Anne Bradshaw said...

Thanks for your comment on my blog, Ronda. To answer your question (in case you don't get back there), no, I haven't heard anything. How about you? Did you send her anything?

By the way, I'm so sorry if I didn't say hello at the Storymaker conference. I missed so many people through not being observant enough. There was a lot going on!

Anonymous said...

For me, prologues are useless. I never read them. In the case of the Pern series, the prologue was actually detrimental to the storyline. I fell in love with Pern as it was a fantasy, and I just hatedthe sci-fi element in the prologue.

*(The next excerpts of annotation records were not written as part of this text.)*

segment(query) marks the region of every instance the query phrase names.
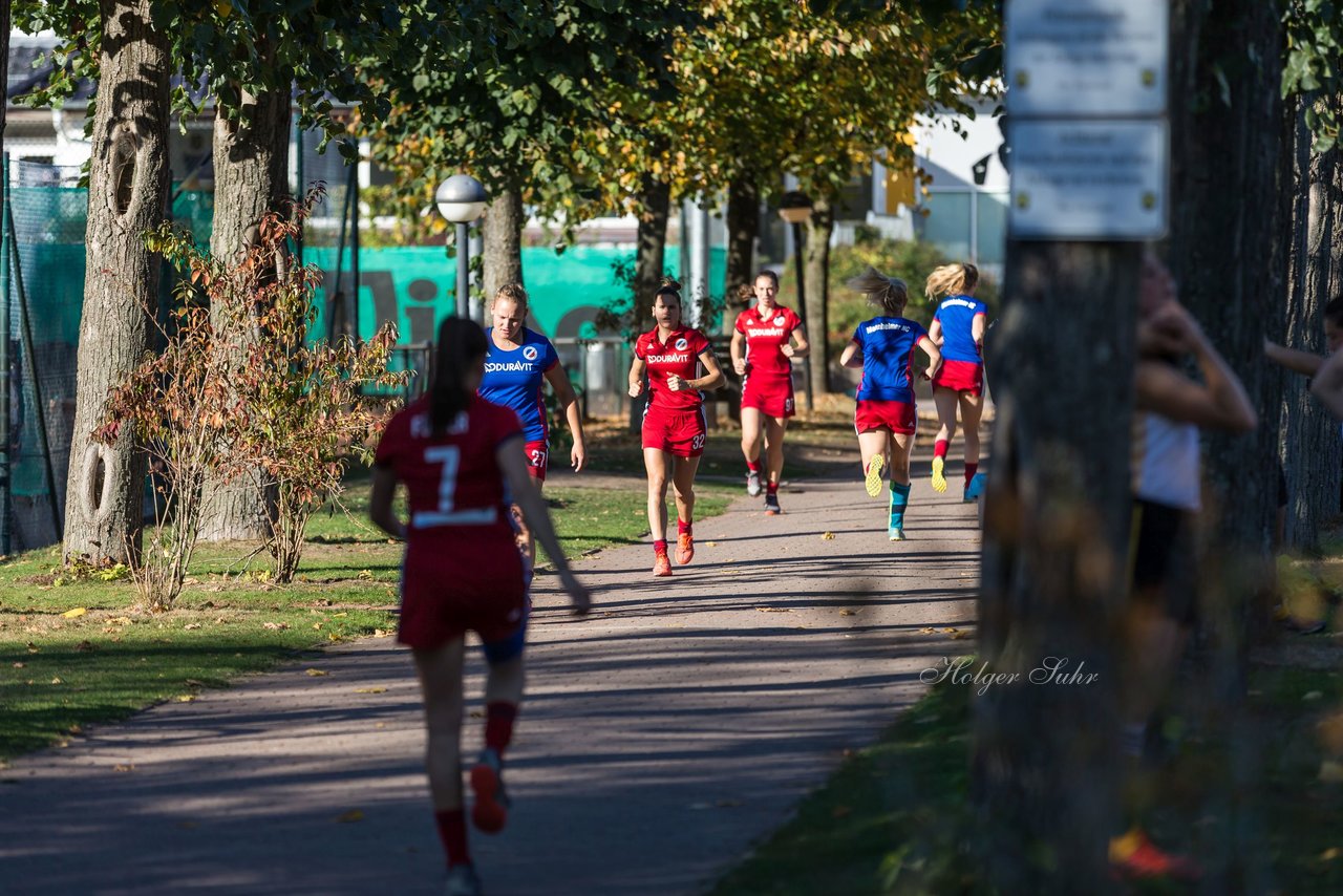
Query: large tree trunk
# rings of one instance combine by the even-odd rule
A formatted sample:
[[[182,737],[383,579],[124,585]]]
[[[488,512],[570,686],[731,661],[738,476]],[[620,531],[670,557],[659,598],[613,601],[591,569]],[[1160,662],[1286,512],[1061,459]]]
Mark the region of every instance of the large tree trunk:
[[[1285,343],[1292,348],[1327,353],[1324,306],[1343,294],[1343,150],[1311,152],[1305,102],[1289,116],[1289,171],[1293,242],[1288,262]],[[1343,97],[1334,97],[1335,107]],[[1283,467],[1287,472],[1287,541],[1312,551],[1320,531],[1339,512],[1339,470],[1343,442],[1338,422],[1305,388],[1303,376],[1288,373],[1283,395]]]
[[[741,175],[728,185],[728,266],[723,278],[724,333],[731,333],[737,313],[745,304],[737,302],[737,287],[751,283],[755,277],[755,240],[760,231],[760,191],[749,175]]]
[[[149,348],[161,259],[145,231],[168,197],[168,40],[153,30],[149,0],[103,0],[98,97],[89,169],[89,228],[79,388],[70,446],[64,556],[133,562],[144,524],[145,454],[133,431],[115,445],[90,434],[109,390]],[[5,32],[8,36],[8,32]]]
[[[244,101],[243,117],[215,118],[215,220],[210,251],[230,263],[257,242],[261,219],[289,193],[289,91]],[[283,263],[283,259],[275,259]],[[270,535],[270,505],[259,472],[205,486],[203,541],[255,541]]]
[[[631,324],[635,333],[653,326],[653,300],[666,270],[667,218],[672,214],[672,185],[645,176],[639,196],[639,232],[634,259],[634,308]],[[630,402],[630,429],[638,430],[643,419],[647,392]]]
[[[1019,677],[986,688],[974,723],[980,854],[1003,893],[1109,875],[1133,404],[1116,371],[1133,365],[1138,262],[1136,244],[1007,247],[979,625],[988,672]],[[1097,677],[1042,681],[1050,657]]]
[[[806,262],[807,341],[811,343],[811,391],[825,395],[830,391],[830,234],[835,228],[835,212],[829,199],[817,199],[811,206],[804,232],[806,247],[800,247]]]
[[[522,193],[509,189],[500,193],[485,211],[482,236],[485,254],[482,279],[485,324],[490,322],[490,304],[504,283],[522,282]]]

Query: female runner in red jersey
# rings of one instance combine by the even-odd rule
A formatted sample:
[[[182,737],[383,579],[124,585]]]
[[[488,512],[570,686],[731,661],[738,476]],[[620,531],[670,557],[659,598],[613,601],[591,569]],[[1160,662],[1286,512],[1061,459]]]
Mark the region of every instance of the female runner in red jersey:
[[[700,390],[723,386],[723,371],[709,340],[681,324],[681,285],[663,279],[653,300],[657,325],[634,341],[630,398],[643,394],[643,466],[649,472],[649,528],[653,531],[653,575],[672,575],[667,559],[667,470],[676,493],[676,562],[694,557],[694,473],[704,454],[706,427]],[[704,375],[701,376],[701,369]]]
[[[783,476],[783,433],[796,414],[792,399],[792,359],[810,351],[802,318],[775,302],[779,277],[760,271],[755,279],[756,306],[737,314],[732,333],[732,369],[741,376],[741,453],[747,458],[747,494],[760,494],[760,437],[764,435],[764,512],[780,513],[779,478]]]
[[[552,557],[573,611],[587,590],[569,570],[540,492],[532,485],[517,414],[475,395],[485,373],[485,333],[450,317],[438,330],[434,386],[387,424],[373,466],[369,517],[406,540],[398,639],[415,656],[428,728],[430,793],[447,853],[447,892],[479,892],[462,810],[462,662],[466,630],[485,646],[485,750],[471,768],[471,821],[504,827],[502,754],[522,697],[526,587],[509,502],[516,500]],[[404,482],[410,520],[392,512]]]

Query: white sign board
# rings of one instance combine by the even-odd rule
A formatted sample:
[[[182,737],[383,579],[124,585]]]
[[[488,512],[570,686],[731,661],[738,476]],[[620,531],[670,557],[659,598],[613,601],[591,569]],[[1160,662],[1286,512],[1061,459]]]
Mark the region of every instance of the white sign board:
[[[1166,121],[1009,120],[1011,239],[1160,239]]]
[[[1007,114],[1166,111],[1170,0],[1009,0]]]

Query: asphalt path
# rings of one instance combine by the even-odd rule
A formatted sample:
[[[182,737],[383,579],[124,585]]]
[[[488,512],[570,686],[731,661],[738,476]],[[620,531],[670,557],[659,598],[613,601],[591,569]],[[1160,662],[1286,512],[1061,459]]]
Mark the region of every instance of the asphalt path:
[[[916,465],[893,544],[851,466],[784,489],[778,517],[743,494],[670,579],[647,545],[579,560],[586,619],[539,576],[513,811],[471,840],[486,892],[704,892],[919,699],[921,670],[968,653],[974,505]],[[482,668],[473,650],[467,756]],[[391,638],[90,728],[0,772],[0,892],[441,892],[423,750]]]

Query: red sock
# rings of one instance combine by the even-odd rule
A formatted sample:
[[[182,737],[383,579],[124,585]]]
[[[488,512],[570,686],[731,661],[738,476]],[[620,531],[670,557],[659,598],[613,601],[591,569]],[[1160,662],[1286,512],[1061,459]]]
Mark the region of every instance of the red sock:
[[[496,700],[485,704],[485,746],[504,755],[513,740],[513,720],[517,719],[517,704]]]
[[[436,811],[434,821],[438,823],[438,838],[443,841],[443,852],[447,853],[447,866],[470,865],[471,854],[466,852],[466,811]]]

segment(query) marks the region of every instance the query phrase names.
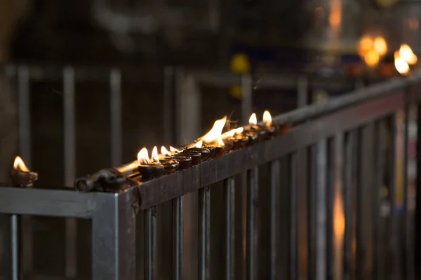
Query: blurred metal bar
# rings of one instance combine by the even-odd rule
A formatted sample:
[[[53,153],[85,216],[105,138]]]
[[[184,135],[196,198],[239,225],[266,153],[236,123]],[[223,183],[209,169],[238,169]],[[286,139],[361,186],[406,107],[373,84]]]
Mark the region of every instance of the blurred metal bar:
[[[309,279],[317,279],[318,252],[318,145],[310,146],[309,153]]]
[[[173,200],[174,215],[174,280],[182,279],[184,257],[184,197]]]
[[[258,279],[258,167],[247,170],[247,236],[246,277],[247,280]]]
[[[235,181],[224,180],[225,196],[225,280],[235,277]]]
[[[27,66],[18,68],[18,94],[19,106],[19,153],[30,169],[32,166],[31,104],[29,96],[29,69]],[[22,270],[32,271],[33,241],[31,218],[22,216]]]
[[[11,216],[11,233],[12,245],[12,279],[20,280],[20,262],[19,258],[19,216]]]
[[[65,186],[72,187],[76,176],[76,136],[74,106],[74,69],[66,66],[63,69],[64,111],[64,167]],[[77,221],[66,220],[66,276],[77,274]]]
[[[114,69],[109,74],[110,118],[111,118],[111,164],[119,166],[122,164],[121,138],[121,73]]]
[[[308,104],[308,78],[306,76],[302,75],[298,77],[297,85],[297,106],[298,108],[305,106]]]
[[[344,232],[344,279],[355,279],[355,261],[356,259],[354,244],[356,242],[356,136],[357,131],[348,132],[345,139],[345,158],[344,166],[344,196],[345,231]]]
[[[294,153],[288,158],[288,188],[290,189],[290,234],[289,278],[298,279],[298,237],[297,215],[297,154]]]
[[[383,187],[384,177],[384,149],[385,149],[385,139],[382,137],[384,132],[382,120],[378,120],[375,123],[374,132],[374,142],[375,146],[374,149],[375,158],[375,181],[373,190],[373,232],[374,232],[374,242],[373,242],[373,279],[385,279],[384,267],[385,267],[385,250],[382,246],[382,232],[385,229],[382,228],[380,206],[381,206],[381,192],[380,190]]]
[[[279,188],[281,188],[281,170],[279,161],[270,163],[270,279],[279,278],[278,273],[278,252],[279,251]]]
[[[199,190],[199,277],[210,279],[210,188]]]
[[[174,67],[166,66],[163,69],[163,142],[173,141],[173,105]]]
[[[156,279],[156,207],[145,211],[145,279]]]
[[[241,122],[244,125],[248,123],[248,118],[253,111],[253,78],[250,74],[241,76]]]

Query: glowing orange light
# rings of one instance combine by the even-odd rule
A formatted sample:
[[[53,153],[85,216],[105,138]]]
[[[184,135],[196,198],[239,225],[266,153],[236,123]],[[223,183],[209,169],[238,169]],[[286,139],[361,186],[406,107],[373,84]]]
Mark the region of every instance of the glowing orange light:
[[[270,115],[270,113],[267,110],[263,112],[263,122],[267,127],[272,125],[272,115]]]
[[[15,162],[13,162],[13,169],[15,170],[20,170],[24,172],[29,172],[29,169],[26,167],[23,160],[20,158],[19,155],[15,158]]]
[[[212,129],[205,136],[201,137],[201,140],[207,144],[212,144],[218,146],[224,146],[224,141],[221,137],[222,130],[227,122],[227,116],[217,120],[213,124]]]
[[[256,117],[255,113],[253,113],[250,116],[248,119],[248,123],[250,125],[257,125],[258,124],[258,117]]]

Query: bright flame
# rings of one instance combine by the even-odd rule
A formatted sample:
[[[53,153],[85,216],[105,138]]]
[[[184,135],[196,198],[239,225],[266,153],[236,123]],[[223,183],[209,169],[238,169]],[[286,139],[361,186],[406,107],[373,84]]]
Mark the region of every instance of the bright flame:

I guess the long and short of it, for me, is that if it is important enough for me to read, it should be in the story itself.

Anna Maria Junus said...

I hate rules.

So I break them.

I've found lots of stories that break them effectively.

Most of these rules are based on the latest fashion in writing. And yes, there are passing fashions.

Another writer told me to just pay attention to what is being published now. But if I want staying power, I'll write what needs to be written now. Otherwise there would be no Harry Potters, or Lemony Snickets.